Integrated hepatitis C virus treatment for people who inject drugs in community settings is likely cost-effective compared with standard-of-care referral pathways in Norway and may be cost-saving in settings with particular characteristics.

摘要

背景与目的

2017 年至 2019 年在挪威进行的 INTRO-HCV 随机对照试验发现,与标准护理医院治疗相比,用直接作用抗病毒药物(DAA)对丙型肝炎病毒(HCV)进行综合治疗可改善注射吸毒者(PWID)的治疗效果。我们评估了 INTRO-HCV 干预措施的成本效益。

设计

这是一个 HCV 疾病进展和治疗的 Markov 健康状态转移模型,从卫生保健提供者的角度进行成本效益分析。主要的成本、效用和健康结果数据来自试验。成本和健康效益(质量调整生命年,QALY)在 50 年内进行跟踪。使用来自不同国家(挪威、英国、美国、法国、澳大利亚)的成本,通过 DAA 价格降低和 HCV 治疗和疾病护理成本假设的变化进行概率和单变量敏感性分析。

设置和参与者

在挪威的社区毒品治疗中心接受阿片类药物依赖治疗的 PWID。

测量

与挪威常规(70000 欧元/QALY)的意愿支付阈值和高收入国家常见的较低(20000 欧元/QALY)的意愿支付阈值相比,每获得一个 QALY 的增量成本效益比(ICER)。

结果

综合治疗的 ICER 为 13300 欧元/QALY,对常规和较低的意愿支付阈值分别有 99%和 71%的概率具有成本效益。

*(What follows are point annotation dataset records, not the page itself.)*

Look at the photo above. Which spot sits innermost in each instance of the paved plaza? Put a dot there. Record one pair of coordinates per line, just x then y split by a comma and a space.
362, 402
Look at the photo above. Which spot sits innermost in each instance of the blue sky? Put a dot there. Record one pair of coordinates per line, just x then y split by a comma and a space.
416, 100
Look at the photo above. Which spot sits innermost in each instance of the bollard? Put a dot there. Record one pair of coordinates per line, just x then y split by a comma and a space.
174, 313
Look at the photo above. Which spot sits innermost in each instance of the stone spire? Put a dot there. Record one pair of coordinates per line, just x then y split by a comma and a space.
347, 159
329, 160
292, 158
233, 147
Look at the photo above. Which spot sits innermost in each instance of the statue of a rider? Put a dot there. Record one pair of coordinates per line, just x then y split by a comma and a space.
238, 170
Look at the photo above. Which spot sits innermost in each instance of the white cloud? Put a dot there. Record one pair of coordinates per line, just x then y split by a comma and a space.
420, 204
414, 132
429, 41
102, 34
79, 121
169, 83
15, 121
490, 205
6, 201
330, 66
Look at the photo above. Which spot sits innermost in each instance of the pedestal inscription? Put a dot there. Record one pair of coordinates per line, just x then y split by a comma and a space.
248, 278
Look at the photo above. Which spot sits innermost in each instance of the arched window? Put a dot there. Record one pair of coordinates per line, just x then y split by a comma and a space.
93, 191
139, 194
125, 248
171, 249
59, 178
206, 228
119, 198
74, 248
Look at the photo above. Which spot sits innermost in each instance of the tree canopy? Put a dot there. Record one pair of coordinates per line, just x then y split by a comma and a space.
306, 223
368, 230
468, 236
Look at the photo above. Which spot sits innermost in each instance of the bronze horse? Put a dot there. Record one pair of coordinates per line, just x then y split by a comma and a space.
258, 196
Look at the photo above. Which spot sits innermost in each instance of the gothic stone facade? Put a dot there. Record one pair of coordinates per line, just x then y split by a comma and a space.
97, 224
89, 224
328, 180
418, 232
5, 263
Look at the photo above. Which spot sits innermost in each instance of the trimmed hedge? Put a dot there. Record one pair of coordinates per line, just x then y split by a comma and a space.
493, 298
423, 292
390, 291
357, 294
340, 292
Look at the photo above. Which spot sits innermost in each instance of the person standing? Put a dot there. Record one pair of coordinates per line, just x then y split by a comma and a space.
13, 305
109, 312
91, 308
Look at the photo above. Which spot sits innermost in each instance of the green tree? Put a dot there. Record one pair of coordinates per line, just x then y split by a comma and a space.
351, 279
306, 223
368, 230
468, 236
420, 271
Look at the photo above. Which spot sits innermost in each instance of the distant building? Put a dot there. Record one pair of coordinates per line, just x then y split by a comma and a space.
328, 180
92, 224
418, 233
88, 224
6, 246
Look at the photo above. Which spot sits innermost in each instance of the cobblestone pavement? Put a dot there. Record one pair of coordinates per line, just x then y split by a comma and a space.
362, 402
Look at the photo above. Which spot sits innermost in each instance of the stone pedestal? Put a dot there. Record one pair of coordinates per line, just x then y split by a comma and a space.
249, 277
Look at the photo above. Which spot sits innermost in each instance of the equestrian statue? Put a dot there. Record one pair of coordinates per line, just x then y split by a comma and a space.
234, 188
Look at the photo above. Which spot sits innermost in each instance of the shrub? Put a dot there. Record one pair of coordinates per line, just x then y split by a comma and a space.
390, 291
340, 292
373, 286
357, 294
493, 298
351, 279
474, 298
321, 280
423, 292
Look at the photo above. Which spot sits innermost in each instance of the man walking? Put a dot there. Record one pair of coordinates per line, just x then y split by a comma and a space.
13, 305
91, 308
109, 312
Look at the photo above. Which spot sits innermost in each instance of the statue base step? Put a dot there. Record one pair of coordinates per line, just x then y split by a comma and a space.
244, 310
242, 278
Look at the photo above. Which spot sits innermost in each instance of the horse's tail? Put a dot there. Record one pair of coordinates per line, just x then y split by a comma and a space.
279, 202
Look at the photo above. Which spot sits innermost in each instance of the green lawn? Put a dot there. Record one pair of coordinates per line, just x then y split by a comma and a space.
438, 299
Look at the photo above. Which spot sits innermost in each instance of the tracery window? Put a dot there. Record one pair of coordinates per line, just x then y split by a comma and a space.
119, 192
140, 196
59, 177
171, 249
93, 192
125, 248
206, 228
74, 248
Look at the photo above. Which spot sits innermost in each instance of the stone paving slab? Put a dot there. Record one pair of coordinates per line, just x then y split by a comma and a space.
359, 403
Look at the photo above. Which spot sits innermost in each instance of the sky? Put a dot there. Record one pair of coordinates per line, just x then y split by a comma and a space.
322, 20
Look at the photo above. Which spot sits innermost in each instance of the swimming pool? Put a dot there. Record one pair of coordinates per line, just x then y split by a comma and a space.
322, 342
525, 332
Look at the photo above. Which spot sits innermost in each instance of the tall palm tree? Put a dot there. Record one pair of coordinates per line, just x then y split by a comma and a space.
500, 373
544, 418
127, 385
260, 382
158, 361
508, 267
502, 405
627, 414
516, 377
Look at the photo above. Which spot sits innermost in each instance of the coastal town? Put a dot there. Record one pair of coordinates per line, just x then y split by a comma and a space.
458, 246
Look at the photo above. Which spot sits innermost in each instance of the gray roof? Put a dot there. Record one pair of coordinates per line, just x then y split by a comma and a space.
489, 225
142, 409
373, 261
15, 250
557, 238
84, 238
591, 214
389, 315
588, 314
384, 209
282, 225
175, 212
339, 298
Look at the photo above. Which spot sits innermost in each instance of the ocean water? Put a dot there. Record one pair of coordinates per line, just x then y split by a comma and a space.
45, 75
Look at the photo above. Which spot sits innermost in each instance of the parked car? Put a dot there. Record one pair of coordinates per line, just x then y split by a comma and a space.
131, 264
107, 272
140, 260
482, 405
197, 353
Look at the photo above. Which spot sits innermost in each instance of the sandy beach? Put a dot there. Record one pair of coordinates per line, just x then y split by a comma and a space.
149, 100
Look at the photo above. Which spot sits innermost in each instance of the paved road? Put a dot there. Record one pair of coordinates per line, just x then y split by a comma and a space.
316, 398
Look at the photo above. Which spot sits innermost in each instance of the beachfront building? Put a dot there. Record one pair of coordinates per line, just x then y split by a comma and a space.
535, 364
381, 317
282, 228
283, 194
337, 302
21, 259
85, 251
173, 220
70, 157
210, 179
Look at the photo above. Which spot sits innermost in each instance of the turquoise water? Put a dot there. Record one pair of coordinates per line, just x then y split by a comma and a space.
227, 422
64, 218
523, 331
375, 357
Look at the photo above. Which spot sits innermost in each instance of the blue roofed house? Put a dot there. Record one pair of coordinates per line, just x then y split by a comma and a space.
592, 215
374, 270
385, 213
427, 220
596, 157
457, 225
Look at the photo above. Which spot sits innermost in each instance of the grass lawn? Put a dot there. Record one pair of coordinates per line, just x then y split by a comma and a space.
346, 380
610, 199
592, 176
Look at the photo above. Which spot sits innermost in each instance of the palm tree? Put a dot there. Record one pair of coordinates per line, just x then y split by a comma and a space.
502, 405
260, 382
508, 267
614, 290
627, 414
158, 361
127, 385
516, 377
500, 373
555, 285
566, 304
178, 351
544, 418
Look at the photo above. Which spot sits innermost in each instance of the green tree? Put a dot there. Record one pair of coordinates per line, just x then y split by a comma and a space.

DAA 价格降低 30%可使 ICER 降低至 6900 欧元/QALY,对较低的意愿支付阈值具有 91%的概率具有成本效益。DAA 价格降低 60%和 90%,分别有 36%和>99%的概率具有成本节约性。敏感性分析表明,在 DAA 价格降低 30%的情况下,在不同的 HCV 治疗和疾病护理成本假设下,综合治疗在较低的意愿支付阈值(>60%的概率)具有成本效益,而在 60%-90%的价格降低时,综合治疗具有成本节约性。

结论

与挪威的标准护理转诊途径相比,在社区环境中对注射吸毒者进行综合 HCV 治疗可能具有成本效益,在具有特定特征的环境中可能具有成本节约性。